Empathy: to see another’s pain, understand the cause, and then feel with them.

My friends wanted to alleviate my pain by ignoring it, reassuring it, or explaining it away. But pain like mine wasn’t from a cavity in need of filling—it was from a broken heart, aching to be seen and validated. I wanted my friends to join me and hurt with me. And, thankfully, a few did just that. 

The Myth of Empathy

The myth of empathy is that it requires shared experience. And while it takes more work to empathize with journeys different from our own, it isn’t impossible. It simply requires an effort and a real desire to learn. We may have to look more carefully, expand our worldview, open our ears and homes and hearts, but we can empathize with someone else, regardless of our differences. We can choose to set aside our fears, judgements, and stereotypes.

When Jesus responds to a young lawyer asking who qualifies as his neighbor, He also gives us a beautiful picture of empathy guiding neighbor-love. As the story goes in Luke 10, a Jewish man is traveling by foot from Jerusalem to Jericho when he falls victim to a brutal mugging. He is robbed, stripped, and beaten within an inch of his life before being left to die on the side of the road. A traveling priest notices the wounded man, but quickly moves to the other side of the road to pass by. A Levite approaches, sees the bloodied body, and also hurries by. Then a Samaritan happens upon the scene and the narrative shifts. And while Jews and Samaritans had been mortal enemies for generations, the Samaritan puts the history of animosity aside. His heart goes out to the man in the gutter, and he is filled with compassion. He is led by empathy.

Empathy allows the Samaritan to love the man in the gutter by:

  •  Seeing the man in his pain.
  •  Understanding the cause of the pain.
  •  Choosing to get involved, despite the effort required.

The Samaritan carefully lifts the man onto his own animal and takes him to an inn, where he continues to nurse the man back to health. When the Samaritan leaves, he pays the innkeeper to continue caring for the man until he can return and finish caring for the injured man himself.

Empathy in Action

Seeing, understanding, and choosing to get involved led the Samaritan in a beautiful example of loving another in tangible, life-changing ways. We can love like that if we let empathy guide our way.

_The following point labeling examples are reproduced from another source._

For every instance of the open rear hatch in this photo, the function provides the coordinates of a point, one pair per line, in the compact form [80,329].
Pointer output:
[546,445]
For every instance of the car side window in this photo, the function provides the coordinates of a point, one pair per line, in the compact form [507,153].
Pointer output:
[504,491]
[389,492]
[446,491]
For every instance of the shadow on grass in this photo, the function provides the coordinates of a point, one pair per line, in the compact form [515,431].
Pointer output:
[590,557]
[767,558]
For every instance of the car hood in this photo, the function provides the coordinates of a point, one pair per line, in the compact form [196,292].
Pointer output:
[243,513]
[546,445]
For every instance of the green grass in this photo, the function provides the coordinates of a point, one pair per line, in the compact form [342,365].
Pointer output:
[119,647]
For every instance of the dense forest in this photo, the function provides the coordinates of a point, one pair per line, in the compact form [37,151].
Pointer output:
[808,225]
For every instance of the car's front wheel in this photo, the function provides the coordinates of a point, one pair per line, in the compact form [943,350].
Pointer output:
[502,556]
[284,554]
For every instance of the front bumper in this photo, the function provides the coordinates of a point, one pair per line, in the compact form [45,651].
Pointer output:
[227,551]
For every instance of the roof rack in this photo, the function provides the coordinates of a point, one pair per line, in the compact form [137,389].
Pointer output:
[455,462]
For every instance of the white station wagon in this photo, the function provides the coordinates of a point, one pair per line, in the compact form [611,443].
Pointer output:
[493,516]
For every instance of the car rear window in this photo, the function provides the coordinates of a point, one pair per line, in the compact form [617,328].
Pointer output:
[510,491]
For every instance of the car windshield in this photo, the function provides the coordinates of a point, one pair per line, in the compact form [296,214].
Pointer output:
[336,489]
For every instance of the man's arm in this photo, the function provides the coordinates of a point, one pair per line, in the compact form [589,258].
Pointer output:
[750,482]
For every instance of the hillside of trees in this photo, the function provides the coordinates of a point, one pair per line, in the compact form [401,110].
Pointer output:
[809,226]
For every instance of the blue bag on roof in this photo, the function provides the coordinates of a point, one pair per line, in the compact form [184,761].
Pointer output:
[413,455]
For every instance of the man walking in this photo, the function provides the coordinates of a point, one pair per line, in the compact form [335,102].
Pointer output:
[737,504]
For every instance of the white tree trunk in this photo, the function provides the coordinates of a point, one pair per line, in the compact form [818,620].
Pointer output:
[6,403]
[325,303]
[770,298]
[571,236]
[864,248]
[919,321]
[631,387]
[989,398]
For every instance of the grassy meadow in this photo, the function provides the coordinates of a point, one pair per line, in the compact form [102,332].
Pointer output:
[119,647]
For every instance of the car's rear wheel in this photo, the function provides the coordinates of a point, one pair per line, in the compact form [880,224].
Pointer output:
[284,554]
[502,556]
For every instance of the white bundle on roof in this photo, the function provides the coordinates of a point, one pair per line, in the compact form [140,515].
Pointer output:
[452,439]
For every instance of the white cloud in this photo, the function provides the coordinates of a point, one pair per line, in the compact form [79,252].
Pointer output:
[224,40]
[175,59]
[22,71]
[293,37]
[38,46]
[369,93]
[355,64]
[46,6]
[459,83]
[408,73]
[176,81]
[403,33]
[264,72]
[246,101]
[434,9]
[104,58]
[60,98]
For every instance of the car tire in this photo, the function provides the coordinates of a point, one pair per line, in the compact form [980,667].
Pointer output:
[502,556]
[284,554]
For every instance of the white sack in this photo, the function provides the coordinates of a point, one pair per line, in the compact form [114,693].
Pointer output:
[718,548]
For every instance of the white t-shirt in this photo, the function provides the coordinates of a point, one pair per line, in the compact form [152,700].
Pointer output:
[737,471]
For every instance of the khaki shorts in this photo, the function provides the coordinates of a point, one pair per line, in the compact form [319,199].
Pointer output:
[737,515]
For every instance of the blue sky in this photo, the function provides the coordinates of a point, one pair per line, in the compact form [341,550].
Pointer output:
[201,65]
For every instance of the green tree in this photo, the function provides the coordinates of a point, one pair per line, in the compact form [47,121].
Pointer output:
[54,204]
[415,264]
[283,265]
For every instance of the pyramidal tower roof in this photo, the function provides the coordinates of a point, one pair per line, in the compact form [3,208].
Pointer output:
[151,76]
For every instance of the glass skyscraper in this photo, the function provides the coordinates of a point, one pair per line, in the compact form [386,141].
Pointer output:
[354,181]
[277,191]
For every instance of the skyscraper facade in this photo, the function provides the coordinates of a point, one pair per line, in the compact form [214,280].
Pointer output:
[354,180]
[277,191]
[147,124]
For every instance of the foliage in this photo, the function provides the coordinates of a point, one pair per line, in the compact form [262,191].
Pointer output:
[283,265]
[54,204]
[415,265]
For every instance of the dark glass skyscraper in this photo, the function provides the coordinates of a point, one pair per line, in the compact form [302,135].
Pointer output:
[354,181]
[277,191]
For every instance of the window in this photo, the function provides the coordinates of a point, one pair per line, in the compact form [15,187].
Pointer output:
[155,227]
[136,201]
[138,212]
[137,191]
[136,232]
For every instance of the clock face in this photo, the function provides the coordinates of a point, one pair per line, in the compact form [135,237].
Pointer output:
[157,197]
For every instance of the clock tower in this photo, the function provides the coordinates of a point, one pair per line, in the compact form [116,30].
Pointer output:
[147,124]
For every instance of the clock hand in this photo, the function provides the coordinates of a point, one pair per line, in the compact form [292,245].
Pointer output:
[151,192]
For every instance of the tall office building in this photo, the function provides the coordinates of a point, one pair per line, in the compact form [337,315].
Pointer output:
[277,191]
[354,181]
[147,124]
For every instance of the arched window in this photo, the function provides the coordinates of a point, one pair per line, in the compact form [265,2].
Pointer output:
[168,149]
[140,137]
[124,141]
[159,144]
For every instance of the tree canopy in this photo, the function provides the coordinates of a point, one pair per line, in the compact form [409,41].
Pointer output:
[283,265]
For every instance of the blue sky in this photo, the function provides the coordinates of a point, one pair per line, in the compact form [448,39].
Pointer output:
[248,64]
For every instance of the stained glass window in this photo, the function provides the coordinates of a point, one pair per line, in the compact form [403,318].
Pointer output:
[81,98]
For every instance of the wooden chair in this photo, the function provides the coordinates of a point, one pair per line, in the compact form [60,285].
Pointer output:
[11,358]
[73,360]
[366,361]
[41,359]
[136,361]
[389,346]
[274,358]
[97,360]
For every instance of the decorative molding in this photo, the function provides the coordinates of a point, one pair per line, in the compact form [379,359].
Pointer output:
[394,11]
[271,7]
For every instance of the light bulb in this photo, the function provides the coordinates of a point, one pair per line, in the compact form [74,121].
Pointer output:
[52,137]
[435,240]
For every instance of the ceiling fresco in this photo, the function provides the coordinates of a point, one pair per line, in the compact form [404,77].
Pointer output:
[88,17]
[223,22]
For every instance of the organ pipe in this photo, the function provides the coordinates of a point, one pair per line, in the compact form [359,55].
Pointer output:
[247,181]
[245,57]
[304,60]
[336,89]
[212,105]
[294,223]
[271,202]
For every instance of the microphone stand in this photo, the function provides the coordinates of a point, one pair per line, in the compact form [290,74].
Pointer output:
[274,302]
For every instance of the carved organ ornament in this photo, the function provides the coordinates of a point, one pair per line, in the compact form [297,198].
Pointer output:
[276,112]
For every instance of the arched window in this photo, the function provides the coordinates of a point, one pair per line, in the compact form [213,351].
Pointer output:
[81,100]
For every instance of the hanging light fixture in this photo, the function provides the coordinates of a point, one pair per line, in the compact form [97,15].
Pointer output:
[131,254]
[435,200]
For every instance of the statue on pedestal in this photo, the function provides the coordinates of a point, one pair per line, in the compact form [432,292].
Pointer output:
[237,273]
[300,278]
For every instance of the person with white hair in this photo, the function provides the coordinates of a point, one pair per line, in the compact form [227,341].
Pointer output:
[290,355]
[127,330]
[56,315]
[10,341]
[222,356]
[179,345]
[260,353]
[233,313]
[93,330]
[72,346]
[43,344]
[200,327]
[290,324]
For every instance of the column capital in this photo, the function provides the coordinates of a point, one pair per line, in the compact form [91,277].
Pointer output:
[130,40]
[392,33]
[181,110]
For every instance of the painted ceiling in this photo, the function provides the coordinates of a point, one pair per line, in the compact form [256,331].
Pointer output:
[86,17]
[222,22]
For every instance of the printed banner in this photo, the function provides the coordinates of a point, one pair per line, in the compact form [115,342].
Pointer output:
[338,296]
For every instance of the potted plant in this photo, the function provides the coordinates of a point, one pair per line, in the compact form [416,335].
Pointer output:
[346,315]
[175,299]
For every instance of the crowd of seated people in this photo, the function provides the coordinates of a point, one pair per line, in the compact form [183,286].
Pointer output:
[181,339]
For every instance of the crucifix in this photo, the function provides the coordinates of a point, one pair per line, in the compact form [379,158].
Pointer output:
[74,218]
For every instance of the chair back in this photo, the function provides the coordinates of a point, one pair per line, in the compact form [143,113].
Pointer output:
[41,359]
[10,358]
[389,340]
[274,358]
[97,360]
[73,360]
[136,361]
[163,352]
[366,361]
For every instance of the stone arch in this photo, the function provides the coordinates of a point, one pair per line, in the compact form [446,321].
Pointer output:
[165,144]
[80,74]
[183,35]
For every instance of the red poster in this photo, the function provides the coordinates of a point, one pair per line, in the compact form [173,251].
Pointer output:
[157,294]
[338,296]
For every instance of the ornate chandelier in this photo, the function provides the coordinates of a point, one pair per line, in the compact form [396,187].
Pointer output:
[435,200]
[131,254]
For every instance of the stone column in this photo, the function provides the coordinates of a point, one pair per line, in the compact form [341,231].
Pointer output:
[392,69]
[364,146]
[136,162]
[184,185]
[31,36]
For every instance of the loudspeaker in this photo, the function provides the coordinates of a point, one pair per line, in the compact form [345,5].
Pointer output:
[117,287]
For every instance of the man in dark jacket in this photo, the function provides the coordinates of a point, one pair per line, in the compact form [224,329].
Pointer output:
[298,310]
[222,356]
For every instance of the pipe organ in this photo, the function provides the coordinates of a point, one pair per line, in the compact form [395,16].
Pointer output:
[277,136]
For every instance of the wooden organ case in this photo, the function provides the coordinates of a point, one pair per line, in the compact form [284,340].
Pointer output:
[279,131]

Instead of closing ourselves off, we can dive head-first into the mess, wrap our arms around each other, and climb out together.

  • When everyone else is shouting, we can seek understanding.
  • When we don’t understand someone else’s perspective, we can identify our blind spots and ask questions.
  • We can approach life with humility and courage, leaning into our discomfort and big feelings instead of denying them.

Empathy—that’s the often over-looked key to it all. As we get to know each other, see one another, and hear one another, we will know how to love better one person at a time.